There were a tense few weeks just before Christmas when it seemed everyone would lose their jobs.

“The owner tried to find a buyer, but there was not a lot of response. Another local rival, Davidson Masonry, went down last summer — and that had been a thriving business,” Mr Hughes said.

“Rather than close everything down and 25 people lose their jobs, we thought of this highly-skilled workforce we have and how we could not allow that level of skill to die away.

“We were going to lose our jobs as well, but we looked at it and thought there was a good little business here,” he added. Their request for financial backing was turned down by four banks, but a lucky break came after they enlisted sub-contractor Sean Harris as the third director.

He knew Nigel Brooks, of Lloyds TSB, through their mutual involvement in Witney Vikings boys' football club and Mr Brooks suggested they apply.

They were successful, gaining approval for £150,000 backing and formed a new venture, Joslin Stonemasonry Ltd, to buy the assets.

Mr Green said: "Lloyds could see there was potential and they were very helpful."

The wind-up resulted in just one redundancy and the company now employs 22 staff, including two who have recently completed apprenticeships following three years' day release at Bath College.

Mr Hughes said costs had been cut and the company was now on a secure footing, though competition was tough.

"We used to have a consultant and a full-time lorry driver. Now we are all hands-on. The contract manager will jump on the lorry or handle a saw if necessary. We have looked at everything and the management has taken a reduction in wages."

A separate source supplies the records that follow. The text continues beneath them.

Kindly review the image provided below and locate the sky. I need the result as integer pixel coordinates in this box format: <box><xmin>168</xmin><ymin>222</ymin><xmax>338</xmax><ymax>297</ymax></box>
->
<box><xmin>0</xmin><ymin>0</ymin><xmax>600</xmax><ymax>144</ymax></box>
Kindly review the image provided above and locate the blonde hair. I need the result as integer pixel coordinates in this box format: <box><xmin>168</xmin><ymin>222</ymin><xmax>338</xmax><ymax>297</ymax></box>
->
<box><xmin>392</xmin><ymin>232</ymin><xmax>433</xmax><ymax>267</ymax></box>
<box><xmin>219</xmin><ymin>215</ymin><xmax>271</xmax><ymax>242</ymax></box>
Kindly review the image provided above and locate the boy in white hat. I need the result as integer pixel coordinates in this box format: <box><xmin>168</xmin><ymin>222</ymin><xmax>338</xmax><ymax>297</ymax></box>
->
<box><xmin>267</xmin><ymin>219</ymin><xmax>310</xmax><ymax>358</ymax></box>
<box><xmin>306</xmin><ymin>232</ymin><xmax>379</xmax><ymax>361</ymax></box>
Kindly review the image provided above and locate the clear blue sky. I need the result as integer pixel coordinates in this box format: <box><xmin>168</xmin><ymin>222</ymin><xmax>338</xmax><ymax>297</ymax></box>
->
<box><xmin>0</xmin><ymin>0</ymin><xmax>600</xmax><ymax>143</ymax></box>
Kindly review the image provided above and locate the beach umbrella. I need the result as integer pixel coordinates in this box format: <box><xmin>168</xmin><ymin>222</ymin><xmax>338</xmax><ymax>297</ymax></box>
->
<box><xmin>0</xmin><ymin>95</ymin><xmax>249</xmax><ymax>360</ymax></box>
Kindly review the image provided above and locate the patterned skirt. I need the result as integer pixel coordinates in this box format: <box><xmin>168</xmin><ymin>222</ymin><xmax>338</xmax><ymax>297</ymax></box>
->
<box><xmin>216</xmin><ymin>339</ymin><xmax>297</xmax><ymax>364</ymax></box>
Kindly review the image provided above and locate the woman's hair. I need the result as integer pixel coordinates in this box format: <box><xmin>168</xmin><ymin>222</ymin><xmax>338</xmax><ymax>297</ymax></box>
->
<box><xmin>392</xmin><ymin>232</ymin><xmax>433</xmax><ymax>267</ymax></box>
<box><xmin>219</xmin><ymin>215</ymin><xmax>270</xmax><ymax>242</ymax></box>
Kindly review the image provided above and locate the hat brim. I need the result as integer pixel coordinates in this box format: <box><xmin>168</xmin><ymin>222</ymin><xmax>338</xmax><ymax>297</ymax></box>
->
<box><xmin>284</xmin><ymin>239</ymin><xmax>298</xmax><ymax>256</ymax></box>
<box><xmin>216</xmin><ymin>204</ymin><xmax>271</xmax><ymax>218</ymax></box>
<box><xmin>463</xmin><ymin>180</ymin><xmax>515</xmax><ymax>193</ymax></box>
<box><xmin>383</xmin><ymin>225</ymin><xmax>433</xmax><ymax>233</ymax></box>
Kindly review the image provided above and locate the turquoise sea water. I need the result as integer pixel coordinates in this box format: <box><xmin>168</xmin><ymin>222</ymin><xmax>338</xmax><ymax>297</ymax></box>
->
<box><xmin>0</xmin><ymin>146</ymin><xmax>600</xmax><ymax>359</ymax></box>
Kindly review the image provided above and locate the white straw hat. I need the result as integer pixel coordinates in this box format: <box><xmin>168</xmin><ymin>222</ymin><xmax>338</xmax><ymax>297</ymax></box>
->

Having negotiated a rent reduction, they aim to buy the premises in the next three years, including a former stone quarry behind, the source of many of Blenheim estate's drystone walls.

“The stone is no good for us because it splits," said Mr Hughes. Instead, the disused quarry will store stone bought from Bath and Portland.

Clients, who include many Oxford colleges, have also been supportive. Some suppliers were owed money by the old company, Mr Hughes said, but when the situation was explained they had been ‘very positive’.

Joslins started life in the 1890s, producing memorial stones on a site between two graveyards in the London suburb of Finchley.

It moved to Oxfordshire in the 1970s when it was bought by the owners of Oxford builders Benfield and Loxley, then became an independent company.

Nowadays, some designs are done by computer, but masons still need an artist's eye.

Joslins’ drawing team visits crumbling carvings to copy the shape of the gargoyles and grotesques created by their counterparts many centuries ago.

Since the re-launch, Joslins has won a contract to replace a parapet at Christ Church, taken down from the Oxford college’s Meadow Building a few years ago for safety reasons. Mr Hughes explained: “They supplied us with some historical documents and we had to come up with a drawing.”

Another big win is a new extension for Wellington College near Reading. The company is also working on four carvings for Magdalen College.

“Our carver came up with some sketches that he thought would be in keeping. You could make out the shape, but you could not make out the detail so he had to use his imagination.”

Mr Hughes says people are always fascinated by gargoyles — strictly speaking, a carved figure that takes the rainwater from gutters and spews it out through the mouth, but now used to describe any weird carving of a face or animal.

He added: "There is a lot of satisfaction to working on historic buildings and you get to see things that normal people do not.”